As a dense 31B model, Gemma 4 31B trades the routing complexity of a mixture-of-experts design for consistent, predictable quality across every request. That makes it a solid default choice for general visual question answering, scene description, and document reading, without the variance that can come from expert-selection in sparser architectures.

The 128K context window is enough to hold a long chat history, several tool calls, and a handful of sampled video frames in one thread, which suits assistants that need to remember what happened earlier in a session rather than treating each frame in isolation.

  • General-purpose visual question answering and scene description
  • Document and UI reading from camera or screen-share frames
  • Multi-turn assistants that need a long-lived conversation window

Running Gemma 4 31B on Overshoot

Publish a camera or screen-share track over WebRTC through LiveKit, then send a chat-completions request whose image_url or video_url points at an ovs:// reference, with the model id set to google/gemma-4-31B-it. Overshoot keeps 600 seconds of frame history per Stream, so a reference can anchor the latest frame, an exact timestamp, or a bounded recent segment.

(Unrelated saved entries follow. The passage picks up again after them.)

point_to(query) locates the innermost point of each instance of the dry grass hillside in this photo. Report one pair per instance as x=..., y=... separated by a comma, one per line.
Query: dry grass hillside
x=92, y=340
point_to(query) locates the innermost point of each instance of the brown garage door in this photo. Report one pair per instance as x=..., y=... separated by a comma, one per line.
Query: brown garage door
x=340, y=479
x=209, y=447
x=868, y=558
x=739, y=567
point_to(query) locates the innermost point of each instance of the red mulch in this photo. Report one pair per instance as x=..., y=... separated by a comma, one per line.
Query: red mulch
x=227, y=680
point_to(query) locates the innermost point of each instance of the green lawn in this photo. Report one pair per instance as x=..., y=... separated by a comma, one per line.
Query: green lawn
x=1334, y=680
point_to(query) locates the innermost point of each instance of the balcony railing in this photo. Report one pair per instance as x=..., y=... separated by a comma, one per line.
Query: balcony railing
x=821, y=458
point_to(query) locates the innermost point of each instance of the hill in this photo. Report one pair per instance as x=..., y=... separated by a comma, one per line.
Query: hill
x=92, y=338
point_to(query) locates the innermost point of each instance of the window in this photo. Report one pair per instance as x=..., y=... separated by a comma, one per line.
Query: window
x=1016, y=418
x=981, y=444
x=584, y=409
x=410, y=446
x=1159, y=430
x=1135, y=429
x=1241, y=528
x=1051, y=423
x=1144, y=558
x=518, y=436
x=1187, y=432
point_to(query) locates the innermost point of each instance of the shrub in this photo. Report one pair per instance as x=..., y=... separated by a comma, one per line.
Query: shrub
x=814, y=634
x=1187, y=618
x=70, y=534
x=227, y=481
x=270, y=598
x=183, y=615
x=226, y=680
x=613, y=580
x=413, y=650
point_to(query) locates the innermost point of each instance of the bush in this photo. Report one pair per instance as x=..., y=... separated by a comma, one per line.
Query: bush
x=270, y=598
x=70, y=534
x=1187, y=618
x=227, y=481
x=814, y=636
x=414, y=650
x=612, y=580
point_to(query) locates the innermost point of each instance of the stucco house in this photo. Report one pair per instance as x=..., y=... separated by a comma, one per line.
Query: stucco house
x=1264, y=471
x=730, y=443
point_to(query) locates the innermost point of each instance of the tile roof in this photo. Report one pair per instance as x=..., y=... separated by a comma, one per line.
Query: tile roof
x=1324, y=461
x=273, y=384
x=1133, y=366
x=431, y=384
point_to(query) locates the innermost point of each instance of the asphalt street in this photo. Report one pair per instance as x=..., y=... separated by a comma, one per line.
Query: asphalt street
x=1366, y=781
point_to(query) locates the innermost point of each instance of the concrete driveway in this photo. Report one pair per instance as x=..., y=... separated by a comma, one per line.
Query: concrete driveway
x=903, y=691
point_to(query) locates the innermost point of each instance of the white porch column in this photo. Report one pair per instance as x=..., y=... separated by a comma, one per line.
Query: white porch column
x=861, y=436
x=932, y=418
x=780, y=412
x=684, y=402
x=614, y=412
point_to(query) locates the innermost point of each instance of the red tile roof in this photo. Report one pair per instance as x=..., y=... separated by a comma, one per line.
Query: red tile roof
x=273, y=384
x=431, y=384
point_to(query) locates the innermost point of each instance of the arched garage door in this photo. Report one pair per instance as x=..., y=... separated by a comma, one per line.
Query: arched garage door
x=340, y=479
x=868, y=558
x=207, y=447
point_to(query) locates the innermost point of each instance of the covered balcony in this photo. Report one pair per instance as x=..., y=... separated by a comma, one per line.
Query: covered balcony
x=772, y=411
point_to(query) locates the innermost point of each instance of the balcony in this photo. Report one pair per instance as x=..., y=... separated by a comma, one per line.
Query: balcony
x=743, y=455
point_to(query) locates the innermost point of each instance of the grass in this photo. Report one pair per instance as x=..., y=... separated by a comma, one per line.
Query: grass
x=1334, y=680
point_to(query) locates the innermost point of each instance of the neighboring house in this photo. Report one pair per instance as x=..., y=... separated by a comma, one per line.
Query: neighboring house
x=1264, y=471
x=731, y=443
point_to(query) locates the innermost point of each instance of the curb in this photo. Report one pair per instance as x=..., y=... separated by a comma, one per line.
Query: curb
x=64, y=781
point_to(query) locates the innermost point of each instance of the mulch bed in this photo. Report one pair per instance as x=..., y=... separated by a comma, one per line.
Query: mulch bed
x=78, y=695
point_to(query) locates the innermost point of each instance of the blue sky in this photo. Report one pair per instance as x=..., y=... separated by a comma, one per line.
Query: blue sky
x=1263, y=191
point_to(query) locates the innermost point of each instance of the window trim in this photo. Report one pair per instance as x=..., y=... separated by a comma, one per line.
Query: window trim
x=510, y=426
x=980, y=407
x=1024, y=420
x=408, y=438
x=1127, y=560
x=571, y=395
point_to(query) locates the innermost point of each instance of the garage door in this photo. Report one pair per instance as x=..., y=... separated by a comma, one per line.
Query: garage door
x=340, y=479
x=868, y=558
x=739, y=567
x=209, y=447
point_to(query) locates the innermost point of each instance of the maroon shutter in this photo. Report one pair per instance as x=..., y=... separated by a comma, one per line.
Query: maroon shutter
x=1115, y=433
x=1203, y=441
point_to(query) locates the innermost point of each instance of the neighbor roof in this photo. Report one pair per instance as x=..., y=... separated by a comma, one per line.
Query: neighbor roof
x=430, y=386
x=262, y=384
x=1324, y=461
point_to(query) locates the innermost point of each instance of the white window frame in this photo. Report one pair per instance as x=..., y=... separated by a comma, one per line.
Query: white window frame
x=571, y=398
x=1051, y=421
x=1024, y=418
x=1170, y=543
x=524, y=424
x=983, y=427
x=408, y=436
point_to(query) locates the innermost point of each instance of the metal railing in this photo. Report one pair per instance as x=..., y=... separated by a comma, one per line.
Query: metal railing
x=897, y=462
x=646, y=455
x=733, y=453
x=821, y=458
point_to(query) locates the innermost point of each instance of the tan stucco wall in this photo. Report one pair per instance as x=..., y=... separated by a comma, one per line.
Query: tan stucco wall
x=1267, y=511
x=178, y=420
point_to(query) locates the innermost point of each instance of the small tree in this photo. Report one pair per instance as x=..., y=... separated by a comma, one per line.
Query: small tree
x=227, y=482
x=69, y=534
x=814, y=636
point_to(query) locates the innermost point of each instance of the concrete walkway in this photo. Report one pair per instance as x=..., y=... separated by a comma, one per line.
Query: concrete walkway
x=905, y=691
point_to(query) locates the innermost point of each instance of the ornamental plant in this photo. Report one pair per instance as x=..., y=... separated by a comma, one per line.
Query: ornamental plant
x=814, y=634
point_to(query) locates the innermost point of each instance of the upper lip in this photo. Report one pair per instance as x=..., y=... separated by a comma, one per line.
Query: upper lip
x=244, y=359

Because Gemma 4 31B runs on Overshoot’s hosted fast path, responses stream token by token over SSE with the same sub-second time to first token as the rest of the open-weight lineup. Pass a stable thread_id to keep prompt cache hits when the same stream is queried repeatedly.

How it compares to Gemma 4 26B-A4B

Gemma 4 31B and Gemma 4 26B-A4B ship together as the two faces of the same generation: 31B is dense and easier to reason about at a fixed cost per token, while 26B-A4B is a mixture-of-experts model that only activates 4B parameters per token, which lowers serving cost at scale. Teams building latency-sensitive, high-volume live-video features often reach for 26B-A4B first and use 31B when they want the simplicity of a single dense path.

Frequently asked questions

Can Gemma 4 31B analyze live video?

Yes. Overshoot streams a live WebRTC feed through LiveKit and lets your application reference the latest frame or a recent segment with an ovs:// URL inside a standard chat-completions request. Gemma 4 31B, served as google/gemma-4-31B-it, reads the referenced frames and streams its answer back over SSE.

Is Gemma 4 31B open weight?

Yes. Gemma 4 31B ships under the Gemma Terms of Use, which permits downloading and self-hosting the weights with some usage conditions. Its open-weight status is what lets Overshoot serve it on the low-latency hosted path.

How fast is Gemma 4 31B on Overshoot?

Overshoot-hosted open-weight models typically answer in about 200ms. Gemma 4 31B runs on that same hosted fast path, so live-video queries return with sub-second time to first token rather than the multi-second latency typical of proprietary passthrough calls.

What is the difference between Gemma 4 31B and Gemma 4 26B-A4B?

Gemma 4 31B is a dense 31B model, while Gemma 4 26B-A4B is a mixture-of-experts model with 26B total and only 4B active parameters per token. Both share a 128K-token context window and the same April 2026 release, but 26B-A4B is tuned for lower-cost, high-volume serving.